Guider, aider l’enfant et sa famille est un travail très difficile. Les professionnels de l’éducation sont souvent seuls face aux difficultés d’un enfant. Eux-mêmes disent avoir du mal à détecter la souffrance d’un enfant, à l’écouter, à l’interpréter. Souvent, l’intervention de la psychologue scolaire et du médecin scolaire est nécessaire. On ne peut que regretter le manque de moyens sanitaires et sociaux qui, privant ces professionnels d’une meilleure disponibilité, les conduit à ne traiter que les cas dits « urgents » et à négliger la prévention de l’échec scolaire « banal ».
Pour le passage vers une autre institution, comme le cmpp par exemple, il nous paraît essentiel qu’il existe des relations de confiance entre les professionnels, que les institutrices connaissent bien les protagonistes et le fonctionnement de ces institutions. Ont-elles un retour sur l’évolution et le suivi de l’enfant, dans le respect du secret professionnel ? Les structures de concertation existent (équipe éducative, ccpe, etc.), les procédures également, mais elles paraissent longues, et complexes ; le dialogue direct n’étant pas toujours privilégié.

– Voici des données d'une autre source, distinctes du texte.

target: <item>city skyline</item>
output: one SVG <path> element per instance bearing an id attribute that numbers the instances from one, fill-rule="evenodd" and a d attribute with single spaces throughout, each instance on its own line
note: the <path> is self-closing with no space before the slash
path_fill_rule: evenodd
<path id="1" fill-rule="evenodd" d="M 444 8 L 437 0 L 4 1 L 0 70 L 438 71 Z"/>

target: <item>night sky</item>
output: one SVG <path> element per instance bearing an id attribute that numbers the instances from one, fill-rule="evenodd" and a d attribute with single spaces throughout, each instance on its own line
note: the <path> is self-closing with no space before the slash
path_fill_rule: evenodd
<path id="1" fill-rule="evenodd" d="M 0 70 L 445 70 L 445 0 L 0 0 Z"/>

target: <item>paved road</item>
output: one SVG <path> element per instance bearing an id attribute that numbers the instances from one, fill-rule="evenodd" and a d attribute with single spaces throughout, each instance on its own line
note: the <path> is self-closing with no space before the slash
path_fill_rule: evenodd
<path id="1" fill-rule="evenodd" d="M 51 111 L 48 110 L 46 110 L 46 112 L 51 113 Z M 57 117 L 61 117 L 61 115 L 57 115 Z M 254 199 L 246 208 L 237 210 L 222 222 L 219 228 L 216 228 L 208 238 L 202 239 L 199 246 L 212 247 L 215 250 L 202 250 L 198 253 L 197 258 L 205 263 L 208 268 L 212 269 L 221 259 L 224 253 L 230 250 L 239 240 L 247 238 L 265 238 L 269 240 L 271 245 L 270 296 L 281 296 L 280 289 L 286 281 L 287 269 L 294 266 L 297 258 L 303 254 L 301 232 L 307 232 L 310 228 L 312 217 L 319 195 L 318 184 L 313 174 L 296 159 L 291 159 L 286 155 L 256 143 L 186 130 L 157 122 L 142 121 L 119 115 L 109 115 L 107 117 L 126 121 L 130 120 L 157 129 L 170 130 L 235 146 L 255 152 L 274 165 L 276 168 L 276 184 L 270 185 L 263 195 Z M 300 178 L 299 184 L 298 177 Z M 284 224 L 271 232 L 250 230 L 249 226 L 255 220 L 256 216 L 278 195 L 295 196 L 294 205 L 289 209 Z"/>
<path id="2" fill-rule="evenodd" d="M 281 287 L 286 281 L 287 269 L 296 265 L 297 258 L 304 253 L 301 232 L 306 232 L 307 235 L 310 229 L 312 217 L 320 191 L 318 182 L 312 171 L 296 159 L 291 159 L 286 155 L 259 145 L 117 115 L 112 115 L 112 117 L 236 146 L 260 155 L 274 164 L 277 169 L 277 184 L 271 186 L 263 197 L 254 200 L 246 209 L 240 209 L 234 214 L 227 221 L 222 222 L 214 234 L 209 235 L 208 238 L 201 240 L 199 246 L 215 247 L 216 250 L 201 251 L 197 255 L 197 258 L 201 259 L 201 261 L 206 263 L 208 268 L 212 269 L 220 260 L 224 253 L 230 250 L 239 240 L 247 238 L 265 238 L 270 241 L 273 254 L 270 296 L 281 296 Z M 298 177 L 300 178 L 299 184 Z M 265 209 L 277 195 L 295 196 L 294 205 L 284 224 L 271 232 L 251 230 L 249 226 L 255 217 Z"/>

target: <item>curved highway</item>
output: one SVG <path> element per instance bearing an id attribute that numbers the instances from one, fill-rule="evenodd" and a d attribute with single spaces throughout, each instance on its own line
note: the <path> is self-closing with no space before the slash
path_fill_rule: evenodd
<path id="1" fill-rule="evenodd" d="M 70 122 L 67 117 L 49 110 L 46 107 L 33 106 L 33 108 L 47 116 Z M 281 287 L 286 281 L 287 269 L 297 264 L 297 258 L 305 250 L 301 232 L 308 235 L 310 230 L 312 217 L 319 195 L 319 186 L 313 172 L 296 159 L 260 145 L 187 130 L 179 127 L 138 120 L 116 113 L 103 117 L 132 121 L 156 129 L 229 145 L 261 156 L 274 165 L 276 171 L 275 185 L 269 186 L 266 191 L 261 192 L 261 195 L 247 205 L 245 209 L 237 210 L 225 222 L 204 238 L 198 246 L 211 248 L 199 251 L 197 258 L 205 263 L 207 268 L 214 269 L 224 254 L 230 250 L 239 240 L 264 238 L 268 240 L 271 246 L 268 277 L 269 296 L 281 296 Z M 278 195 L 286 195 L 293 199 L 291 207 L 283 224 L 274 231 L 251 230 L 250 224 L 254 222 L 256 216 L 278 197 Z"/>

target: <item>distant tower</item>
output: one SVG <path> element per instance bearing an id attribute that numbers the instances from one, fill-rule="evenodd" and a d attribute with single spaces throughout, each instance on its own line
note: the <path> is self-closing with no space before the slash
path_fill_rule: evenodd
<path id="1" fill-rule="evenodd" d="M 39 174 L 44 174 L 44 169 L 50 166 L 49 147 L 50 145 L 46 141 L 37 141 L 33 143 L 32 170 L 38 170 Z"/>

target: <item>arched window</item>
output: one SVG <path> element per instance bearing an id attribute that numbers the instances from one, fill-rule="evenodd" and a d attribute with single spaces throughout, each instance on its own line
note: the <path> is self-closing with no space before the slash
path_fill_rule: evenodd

Au cours du travail que nous avons conduit sur la prévention de la violence, nous avons pu expérimenter de nouvelles formes de concertation et de partenariat entre les acteurs de l’enfance :
  • un pédopsychiatre a exposé aux parents ses modalités d’intervention à l’école : il conçoit son rôle comme une action itinérante et non sédentarisée dans son bureau, trouve les portes de l’école ouverte à ses interventions, est associé aux équipes éducatives de l’école. Ce partenariat, basé sur une confiance réciproque, permet de trouver des solutions sur mesure pour les enfants en difficulté ;
  • un principal de collège a mis en place un Comité d’éducation à la santé et à la citoyenneté, pour pallier le manque de personnel sanitaire et social et travailler sur le sentiment d’insécurité. Structure qui représente parents, élèves, professeurs, elle travaille en collaboration avec des partenaires aussi divers que la police, la ratp, des associations de prévention contre la toxicomanie ou le sida, la ddass, etc. ;
  • dans certaines circonscriptions, le médecin scolaire est considéré comme un aiguilleur : il est l’interlocuteur privilégié des équipes pédagogiques pour toute nature de difficulté détectée. Il est celui qui dirigera l’enfant et ses parents vers les spécialistes de l’enfance les plus appropriés, qui selon les cas, feront une simple guidance ou un travail plus en profondeur ;
  • enfin, ce travail de sensibilisation de tous les adultes de l’école a au moins permis de valoriser la place du personnel auxiliaire de l’école – animateurs de cantine et des autres activités périscolaires, atsem. Parallèlement, les règles d’animation de la cantine ont été expliquées aux parents, des interlocuteurs ont été désignés et la mission des animateurs a été présentée en conseil d’école.
La communication est un exercice difficile, surtout quand elle réunit de nombreux acteurs et que les rôles et les responsabilités de chacun s’imbriquent. Nous espérons que cette réflexion et ces premières expériences ouvriront la voie à d’autres initiatives.